OPINION:
A recently established office in South Korea’s Blue House, the executive office of President Moon Jae-in, is working quietly to ensure that nothing interferes with the upcoming summit of President Donald Trump and Chairman Kim Jong-un.
The Office of Peace and Arms Control, headed by Choi Jongkun, a secretary to the president and a U.S.-educated professor at Yonsei University on detail to the Blue House, has established a series of confidence-building agreements with the North to prevent any North-South military conflict that could adversely affect the upcoming Feb. 27 summit. Accordingly, this office has successfully negotiated a series of conventional military-related agreements with the North, in previously contested areas: The Demilitarized Zone (DMZ) and the Northern Limit Line (NLL) in the West Sea.
Historically, North Korea has used these sites to intensify pressure on the South. The sinking in March 2010 of the South Korean vessel Chonan, killing 46 South Korean sailors, was at the contested area in the NLL. This was the most recent of a series of previous conflicts on the NLL. Tension on the DMZ, a strip of land that serves as a buffer zone between the South and the North, has been a constant site of tension and conflict, since the Armistice of 1953 that ended the Korean War. So, for the past year, this new office in the Blue House has been meeting with counterparts in North Korea to ensure that the DMZ and NLL cease to be potential venues for conflict between the North and the South. And the impetus for this initiative was the three summits of Moon Jae-in with Kim Jong-un and the upcoming second summit of Mr. Trump and Mr. Kim, which South Korea and the international community all hope will be successful.
The speed and granularity of these confidence building agreements is impressive: A 135-kilometer maritime buffer zone on the West Sea and an 80-kilometer zone on the East Sea of the NLL; the cessation of all live-fire and maritime maneuver exercises, with the closing of all gun ports within the zones; designated non-fly zones and the banning of live-fire drills in these zones; the demilitarization of the Joint Security Area within the DMZ, with minesweeping operations and joint remains-recovery teams for soldiers killed during the Korean War; withdrawal of guard posts within the DMZ. There are other agreements to definitely include a communications channel between the South and the North for deconfliction and planning purposes.
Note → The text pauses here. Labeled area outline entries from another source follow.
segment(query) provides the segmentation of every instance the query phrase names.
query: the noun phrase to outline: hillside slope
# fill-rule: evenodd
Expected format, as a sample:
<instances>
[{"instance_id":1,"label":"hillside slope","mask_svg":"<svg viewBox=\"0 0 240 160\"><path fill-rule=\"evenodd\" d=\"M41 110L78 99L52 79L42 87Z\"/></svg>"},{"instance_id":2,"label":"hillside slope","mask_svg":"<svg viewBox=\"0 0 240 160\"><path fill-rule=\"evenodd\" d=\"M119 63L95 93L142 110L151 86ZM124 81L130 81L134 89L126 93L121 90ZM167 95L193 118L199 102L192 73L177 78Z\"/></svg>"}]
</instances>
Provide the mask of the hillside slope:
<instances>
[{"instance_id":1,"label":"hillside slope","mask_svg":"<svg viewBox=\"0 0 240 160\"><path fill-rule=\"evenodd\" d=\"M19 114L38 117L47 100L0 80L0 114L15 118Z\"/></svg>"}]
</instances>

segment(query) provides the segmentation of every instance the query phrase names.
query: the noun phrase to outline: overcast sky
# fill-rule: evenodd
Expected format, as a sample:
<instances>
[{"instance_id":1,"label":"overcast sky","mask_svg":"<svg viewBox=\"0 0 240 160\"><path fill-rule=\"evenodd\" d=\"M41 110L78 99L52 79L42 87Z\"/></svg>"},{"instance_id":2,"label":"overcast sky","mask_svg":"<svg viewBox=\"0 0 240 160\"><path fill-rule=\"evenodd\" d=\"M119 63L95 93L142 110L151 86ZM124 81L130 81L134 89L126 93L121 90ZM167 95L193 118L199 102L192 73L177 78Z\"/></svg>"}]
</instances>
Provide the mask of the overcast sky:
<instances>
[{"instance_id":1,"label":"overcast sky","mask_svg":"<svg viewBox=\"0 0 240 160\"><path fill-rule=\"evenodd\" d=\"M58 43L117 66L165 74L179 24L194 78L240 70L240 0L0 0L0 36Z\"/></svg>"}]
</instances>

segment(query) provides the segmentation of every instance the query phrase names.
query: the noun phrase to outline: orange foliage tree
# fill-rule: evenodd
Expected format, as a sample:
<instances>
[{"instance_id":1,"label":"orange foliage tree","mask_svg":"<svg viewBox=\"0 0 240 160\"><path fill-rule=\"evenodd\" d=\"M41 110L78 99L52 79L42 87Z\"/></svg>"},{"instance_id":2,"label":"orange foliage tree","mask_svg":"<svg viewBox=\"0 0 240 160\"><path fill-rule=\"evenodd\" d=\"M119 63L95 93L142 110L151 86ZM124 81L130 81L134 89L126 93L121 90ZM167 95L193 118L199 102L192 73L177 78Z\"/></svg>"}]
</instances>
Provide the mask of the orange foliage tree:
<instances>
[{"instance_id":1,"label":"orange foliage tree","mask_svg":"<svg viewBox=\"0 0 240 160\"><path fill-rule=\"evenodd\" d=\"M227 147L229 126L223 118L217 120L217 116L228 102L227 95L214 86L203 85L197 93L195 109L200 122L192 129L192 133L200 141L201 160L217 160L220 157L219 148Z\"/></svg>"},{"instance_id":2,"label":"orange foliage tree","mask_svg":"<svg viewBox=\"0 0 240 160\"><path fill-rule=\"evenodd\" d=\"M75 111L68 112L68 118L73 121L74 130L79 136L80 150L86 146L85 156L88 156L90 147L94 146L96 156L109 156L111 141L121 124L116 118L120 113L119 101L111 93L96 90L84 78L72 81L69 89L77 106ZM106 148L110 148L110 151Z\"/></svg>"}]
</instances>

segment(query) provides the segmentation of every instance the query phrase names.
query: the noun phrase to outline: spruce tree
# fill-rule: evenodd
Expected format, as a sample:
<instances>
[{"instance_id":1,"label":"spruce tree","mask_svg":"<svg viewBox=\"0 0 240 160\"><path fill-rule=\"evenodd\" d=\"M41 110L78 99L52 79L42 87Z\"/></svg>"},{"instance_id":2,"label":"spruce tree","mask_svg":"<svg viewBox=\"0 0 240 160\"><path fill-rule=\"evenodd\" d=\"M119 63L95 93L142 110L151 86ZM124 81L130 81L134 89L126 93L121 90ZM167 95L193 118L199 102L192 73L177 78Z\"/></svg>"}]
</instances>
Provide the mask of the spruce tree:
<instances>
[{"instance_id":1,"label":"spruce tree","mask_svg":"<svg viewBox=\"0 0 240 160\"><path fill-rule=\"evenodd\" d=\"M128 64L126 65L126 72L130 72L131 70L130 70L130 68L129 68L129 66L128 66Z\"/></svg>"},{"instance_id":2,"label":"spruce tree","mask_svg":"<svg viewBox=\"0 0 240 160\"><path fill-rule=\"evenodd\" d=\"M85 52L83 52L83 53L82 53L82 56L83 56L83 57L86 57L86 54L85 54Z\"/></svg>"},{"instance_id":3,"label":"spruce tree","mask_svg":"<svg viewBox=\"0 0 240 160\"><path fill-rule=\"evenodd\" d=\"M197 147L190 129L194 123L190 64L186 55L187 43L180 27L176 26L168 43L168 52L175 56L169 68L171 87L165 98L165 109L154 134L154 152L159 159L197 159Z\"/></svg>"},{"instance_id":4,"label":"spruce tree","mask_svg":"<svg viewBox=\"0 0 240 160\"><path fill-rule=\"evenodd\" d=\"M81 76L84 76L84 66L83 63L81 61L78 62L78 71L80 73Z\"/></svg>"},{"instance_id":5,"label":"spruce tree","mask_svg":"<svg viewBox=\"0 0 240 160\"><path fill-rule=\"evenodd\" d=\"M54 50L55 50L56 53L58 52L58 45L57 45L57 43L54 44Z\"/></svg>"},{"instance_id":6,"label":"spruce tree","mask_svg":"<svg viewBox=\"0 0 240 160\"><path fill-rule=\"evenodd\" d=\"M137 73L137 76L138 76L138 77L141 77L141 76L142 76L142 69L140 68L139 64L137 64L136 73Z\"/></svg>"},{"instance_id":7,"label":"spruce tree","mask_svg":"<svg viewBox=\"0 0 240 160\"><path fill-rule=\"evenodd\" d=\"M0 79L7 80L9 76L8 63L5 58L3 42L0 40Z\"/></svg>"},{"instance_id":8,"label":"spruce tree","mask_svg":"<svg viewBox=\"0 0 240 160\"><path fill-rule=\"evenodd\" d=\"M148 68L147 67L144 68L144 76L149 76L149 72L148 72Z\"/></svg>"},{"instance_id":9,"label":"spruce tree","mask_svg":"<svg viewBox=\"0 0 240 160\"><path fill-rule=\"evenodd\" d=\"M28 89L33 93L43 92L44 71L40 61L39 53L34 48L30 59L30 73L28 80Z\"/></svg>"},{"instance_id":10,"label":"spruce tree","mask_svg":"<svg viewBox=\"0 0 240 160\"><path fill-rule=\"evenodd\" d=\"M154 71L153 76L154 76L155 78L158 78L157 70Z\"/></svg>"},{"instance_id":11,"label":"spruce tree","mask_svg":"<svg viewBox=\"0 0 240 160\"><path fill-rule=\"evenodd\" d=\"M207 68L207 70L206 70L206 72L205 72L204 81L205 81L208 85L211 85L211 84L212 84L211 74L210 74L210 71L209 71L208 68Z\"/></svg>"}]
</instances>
These confidence-building measures with North Korea are encouraging. Hopefully, they will presage a willingness on the part of Kim Jong-un to reconfirm his willingness to completely denuclearize, in return for security assurances and economic development assistance. And at this second summit, there should be no ambiguity as to what the United States and South Korea mean by “complete denuclearization” — the complete, verifiable and irreversible dismantlement of North Korea’s nuclear weapons and nuclear facilities, with a verification protocol permitting nuclear monitors to visit non-declared suspect nuclear sites.
In return, Kim Jong-un will want security assurances, which could be a commitment from the United States to declare an end to the Korean War and movement toward normal relations with the United States, which could include the initial establishment of liaison offices in the respective capitals. Any summit that agrees to these over-arching objectives, and a charge to the lead negotiators to meet routinely and quickly to craft a roadmap for the establishment of these objectives should be viewed as a success.
The quiet preparatory work South Korea is doing to ensure that there are no obstacles to the success of this second summit is impressive and welcomed. Most welcomed will be a summit that provides the needed clarity on whether or not Kim Jong-un is serious about giving up his nuclear weapons in exchange for a normal relationship with the United States and the international community, and an end to sanctions and isolation. The close alliance of South Korea and the United States, with common objectives and concerns, will ensure that this second summit will be the bellwether of future relations with North Korea.
• Joseph R. DeTrani was the former special envoy for negotiations with North Korea. The views are the author’s and not of any government agency or department.